平成の名水百選に選ばれた加賀野八幡神社の湧き水。岐阜県の水を求めて県外の人も訪れる=大垣市加賀野

 私たちが暮らす岐阜県。私たちが誇りに思う「岐阜のタカラ」って、なんだろう。岐阜新聞は昨年秋、アンケート調査を実施。県内外の444人に聞いたところ、多くのタカラが見つかった。それらを分析すると、なにやら“水”にまつわるストーリーが見えてきた。もしや岐阜県って水の県? だから清流の国? 2022年の「We Love Gifu」企画第1弾は、風が吹けば…ならぬ、水が流れれば岐阜県が栄える! 岐阜のタカラのストーリーを自然、産業、歴史、交通、人をテーマに全5回連載でお届けします。

 岐阜のタカラ、それは「水がおいしいこと」という。確かに「清流の国ぎふ」と呼ばれるほど、水は豊富だ。でも、無味無臭の水が“おいしい”って、どういうことだろう。

 大垣市加賀野の加賀野八幡神社。境内にある井戸から水がこんこんと湧き出ている。環境省の「平成の名水百選」に選ばれた水。連日、県内外からたくさんの人が水をくみに来る。地元の男性は「癖がなくておいしいよ。飲みやすい」と笑顔で話す。

 岐阜県の水は県外にも流通している。首都圏を中心に展開するJR東日本ホテルメッツ。日本ホテル(東京都)が運営する渋谷や横浜、浦和など23ホテルの客室で提供する天然水の採水地は「関市側島」。製造元のビクトリー(関市)は、長良川のほとりにボトリング工場を置く。地下からくみ上げた天然水で、水の硬度は27。60未満が「軟水」と呼ばれるため軟水中の軟水だ。

 井坂遼輔工場長は「抵抗感なく飲める。水質がとても良く加熱処理の必要がないので、ろ過するだけ。岐阜県の自然が生み出したタカラ」と胸を張る。

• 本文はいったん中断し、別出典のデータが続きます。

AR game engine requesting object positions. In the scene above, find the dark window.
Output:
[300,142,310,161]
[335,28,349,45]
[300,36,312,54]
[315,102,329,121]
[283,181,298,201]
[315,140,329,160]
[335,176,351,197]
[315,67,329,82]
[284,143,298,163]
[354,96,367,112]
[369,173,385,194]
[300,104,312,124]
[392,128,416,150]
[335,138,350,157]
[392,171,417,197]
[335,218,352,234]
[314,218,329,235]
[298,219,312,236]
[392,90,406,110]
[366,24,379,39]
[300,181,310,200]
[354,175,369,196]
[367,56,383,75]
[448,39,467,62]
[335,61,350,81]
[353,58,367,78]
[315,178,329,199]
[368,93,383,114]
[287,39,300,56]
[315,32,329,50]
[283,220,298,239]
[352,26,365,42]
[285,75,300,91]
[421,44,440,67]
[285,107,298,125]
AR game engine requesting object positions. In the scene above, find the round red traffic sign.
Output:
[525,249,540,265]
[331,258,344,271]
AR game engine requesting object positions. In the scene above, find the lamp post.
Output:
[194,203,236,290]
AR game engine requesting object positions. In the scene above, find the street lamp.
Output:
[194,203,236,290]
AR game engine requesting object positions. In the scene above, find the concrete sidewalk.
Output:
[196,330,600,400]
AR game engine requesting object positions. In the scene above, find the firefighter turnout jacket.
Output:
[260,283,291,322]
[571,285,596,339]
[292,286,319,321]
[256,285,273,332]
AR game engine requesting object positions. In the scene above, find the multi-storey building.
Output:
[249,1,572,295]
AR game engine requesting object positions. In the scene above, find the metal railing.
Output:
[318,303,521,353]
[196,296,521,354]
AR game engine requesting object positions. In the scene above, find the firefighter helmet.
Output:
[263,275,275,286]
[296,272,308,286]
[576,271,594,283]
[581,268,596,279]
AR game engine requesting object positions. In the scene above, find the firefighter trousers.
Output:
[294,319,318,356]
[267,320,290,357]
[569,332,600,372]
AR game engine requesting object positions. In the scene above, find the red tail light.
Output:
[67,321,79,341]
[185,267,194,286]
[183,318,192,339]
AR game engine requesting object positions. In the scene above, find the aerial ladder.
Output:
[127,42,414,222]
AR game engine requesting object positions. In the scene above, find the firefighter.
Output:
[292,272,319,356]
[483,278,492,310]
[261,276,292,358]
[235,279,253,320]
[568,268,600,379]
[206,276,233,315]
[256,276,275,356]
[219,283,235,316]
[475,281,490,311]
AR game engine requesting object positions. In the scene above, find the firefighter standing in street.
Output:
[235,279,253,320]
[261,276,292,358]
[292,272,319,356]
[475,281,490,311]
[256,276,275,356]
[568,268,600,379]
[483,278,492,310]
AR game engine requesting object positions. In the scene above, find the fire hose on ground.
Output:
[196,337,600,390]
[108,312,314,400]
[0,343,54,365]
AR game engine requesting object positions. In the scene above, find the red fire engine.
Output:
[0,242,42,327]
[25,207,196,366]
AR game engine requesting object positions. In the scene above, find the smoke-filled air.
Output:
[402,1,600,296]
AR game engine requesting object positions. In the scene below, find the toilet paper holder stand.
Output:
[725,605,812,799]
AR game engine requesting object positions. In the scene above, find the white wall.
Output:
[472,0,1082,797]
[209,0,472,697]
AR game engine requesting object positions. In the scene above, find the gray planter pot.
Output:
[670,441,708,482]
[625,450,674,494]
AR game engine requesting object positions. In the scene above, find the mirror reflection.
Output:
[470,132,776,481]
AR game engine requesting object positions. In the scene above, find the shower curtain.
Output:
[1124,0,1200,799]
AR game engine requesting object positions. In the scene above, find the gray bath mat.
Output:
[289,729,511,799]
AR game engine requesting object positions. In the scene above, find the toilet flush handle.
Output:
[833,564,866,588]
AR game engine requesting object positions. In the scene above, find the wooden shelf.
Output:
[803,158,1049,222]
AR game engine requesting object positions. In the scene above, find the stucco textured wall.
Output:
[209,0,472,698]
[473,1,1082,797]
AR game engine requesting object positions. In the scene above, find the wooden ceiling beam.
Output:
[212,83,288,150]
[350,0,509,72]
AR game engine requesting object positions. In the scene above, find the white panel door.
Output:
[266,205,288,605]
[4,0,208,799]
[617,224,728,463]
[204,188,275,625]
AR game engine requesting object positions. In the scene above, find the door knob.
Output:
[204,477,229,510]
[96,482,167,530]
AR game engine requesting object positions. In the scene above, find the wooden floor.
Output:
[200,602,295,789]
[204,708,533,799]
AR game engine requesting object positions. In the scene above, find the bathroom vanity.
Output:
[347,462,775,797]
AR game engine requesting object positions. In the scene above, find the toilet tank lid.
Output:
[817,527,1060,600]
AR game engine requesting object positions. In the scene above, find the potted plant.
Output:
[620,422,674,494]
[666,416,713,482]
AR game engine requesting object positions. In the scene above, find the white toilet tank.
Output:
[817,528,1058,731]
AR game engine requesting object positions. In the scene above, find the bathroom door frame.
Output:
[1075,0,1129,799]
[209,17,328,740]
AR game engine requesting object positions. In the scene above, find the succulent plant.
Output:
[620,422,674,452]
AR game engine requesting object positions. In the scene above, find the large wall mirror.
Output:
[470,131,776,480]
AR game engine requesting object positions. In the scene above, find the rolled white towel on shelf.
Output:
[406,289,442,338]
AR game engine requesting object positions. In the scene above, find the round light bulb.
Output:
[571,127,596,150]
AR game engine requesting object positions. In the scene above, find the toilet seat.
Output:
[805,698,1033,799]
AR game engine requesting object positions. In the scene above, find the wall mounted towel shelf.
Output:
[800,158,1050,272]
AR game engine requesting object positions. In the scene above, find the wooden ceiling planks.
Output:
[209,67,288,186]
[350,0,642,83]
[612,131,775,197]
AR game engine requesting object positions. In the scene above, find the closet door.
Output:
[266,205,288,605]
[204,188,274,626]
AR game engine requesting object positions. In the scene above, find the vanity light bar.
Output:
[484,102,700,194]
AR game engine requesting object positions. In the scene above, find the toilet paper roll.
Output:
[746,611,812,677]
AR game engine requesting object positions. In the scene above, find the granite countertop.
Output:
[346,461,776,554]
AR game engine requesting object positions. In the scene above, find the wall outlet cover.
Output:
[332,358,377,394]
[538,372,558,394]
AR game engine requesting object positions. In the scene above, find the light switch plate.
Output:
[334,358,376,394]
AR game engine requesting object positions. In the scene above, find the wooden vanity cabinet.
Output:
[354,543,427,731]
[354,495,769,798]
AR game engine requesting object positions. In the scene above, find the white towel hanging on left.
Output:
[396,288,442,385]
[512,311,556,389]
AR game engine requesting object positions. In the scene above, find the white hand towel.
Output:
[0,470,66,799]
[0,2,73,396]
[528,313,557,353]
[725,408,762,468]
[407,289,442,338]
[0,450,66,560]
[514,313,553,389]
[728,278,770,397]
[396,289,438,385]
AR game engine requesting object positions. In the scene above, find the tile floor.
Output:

 さらに上流の美濃市では硬度8・5の天然水が売られている。一部に、例えば郡上市八幡町の水道水は硬度100の「中軟水」。この地に部分的に存在する石灰岩層の浸透水を使っているからで、こうした地域性も見られるが岐阜県の水は総じて軟水のよう。平野部でも大垣市の湧き水は硬度40前後だ。苦みがなく料理の味を壊さず、肌や髪にも優しいといわれる軟水。でも、なぜ岐阜県の水は軟水なのだろう。

西美濃地下、巨大な貯水庫

 実は、地質にヒントがある。水の硬度はカルシウムやマグネシウムといった地中のミネラルを、どのくらい含んでいるかで決まる。多く溶け込むほど硬水になる。県内の地質に詳しい富山大の安江健一准教授(地質学)=中津川市加子母出身=が解説する。

 「岐阜県の地質は一部の火山地域を除いて、大まかに濃飛流紋岩や花こう岩といった珪長(けいちょう)質岩と、海だった時代に放散虫が堆積してできたチャートなどからなる美濃帯で構成されている。珪長質岩もチャートも硬く、そして、もともとカルシウムやマグネシウムを多く含んでいない」

 ウェブで公開されている地球化学図を見てほしいというので開いてみる。地域ごとのカルシウムやマグネシウムといった元素の含有量が分かる地図で、確かに関東地方などと比べて岐阜県は低い値を示している。水に溶け込むミネラルが少ないのだ。これに加えて、山が険しく川の流れは速い。地中のミネラルがじっくりと溶け込む前に流れてしまうため、軟水になりやすいという。

 そして岐阜県を潤す豊富な水は、この地の地形が呼んだ。「太古からの地殻変動で飛騨地方は山に、美濃地方は東高西低の地形になった」と安江准教授。

 降った雨や雪は地中に染み込み、山から海へと川になって流れるが、木曽、長良、揖斐の三川は低地の西美濃に向かう。そこでは養老山地が西の壁となって水は西美濃に集中。三川が土砂を運び、氾濫を繰り返しながら砂れきなどからなる堆積層を形成し、西美濃の地下に深さ数百メートル以上に及ぶ“天然の貯水庫”を造り出した。

 さらに、この貯水庫には絶え間なく水が注ぎ込まれる。「岐阜県には高い山があり、湿った空気がぶつかって雨や雪になるため、長良川と揖斐川の上流は降水量が全国平均より多い。木曽川は流域面積が広く水量が多い」とは気象予報士の吉野純・岐阜大准教授。つまり、巨大な軟水工場-。それが岐阜県なのかもしれない。

 そして、その豊富な水は岐阜県の産業を育んだ。